The armed forces followed a similar course during the Vietnam War under Secretary of Defense Robert McNamara in a program known as Project 100,000. McQuarrie described Project 100,000 as an unmitigated disaster for the military and the country.

He suggested that recruiting a small number of women for non-combat roles could be a way to address the personnel shortage and maintain the highest standards for men who do take on frontline roles.

US Navy Hospital Corpsmen practice placing an IV line during a medical response team training exercise aboard the hospital ship USNS Comfort.
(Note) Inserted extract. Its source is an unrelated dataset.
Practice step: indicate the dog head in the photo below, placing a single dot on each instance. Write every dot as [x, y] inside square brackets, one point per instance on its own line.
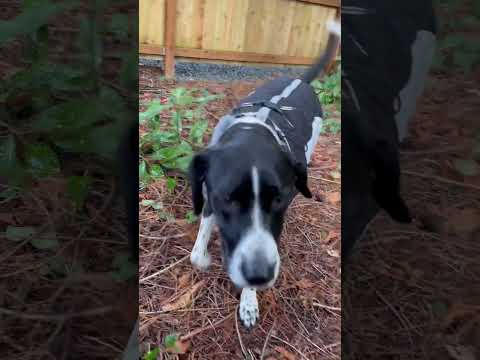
[249, 186]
US Navy via Getty Images

“I believe the political climate today is conducive to addressing these questions, but that will only happen if enough leaders have the political will and moral courage to put the issues on the table for the American people to discuss and decide,” McQuarrie said.

Maintaining cohesion

Others familiar with the realities of training and combat are sober about the practical challenges of maintaining standards while incorporating more women into the armed forces.

If the NDAA passes in its current form, it is not impossible to imagine a near future in which more women apply for and receive frontline positions.

But Given the differences in physical makeup between the sexes that have been demonstrated over time, it is almost certain that this will require an adjustment in physical standards, they say.

“I think the message that citizenship sometimes comes with an obligation to your country is a perfectly healthy message to send to both sexes, not just young men,” Sebastian Junger, a journalist and documentary filmmaker who spent years with the U.S. military in war zones in Afghanistan, told The Epoch Times.

But there can be no illusions about the grueling nature of frontline service and the immense physical demands it entails, he stressed. Junger drew an analogy between the U.S. military and fire departments, which face calls for diversification, often from people who have never been firefighters themselves.

“Combat, like firefighting, is incredibly rigorous and demanding, and efforts to integrate women into fire departments are at a bit of a crossroads. Do you scale back the physical demands to get more women into fire stations, or do you keep the number of pull-ups you have to do exactly the same and have virtually no women come through?” he said.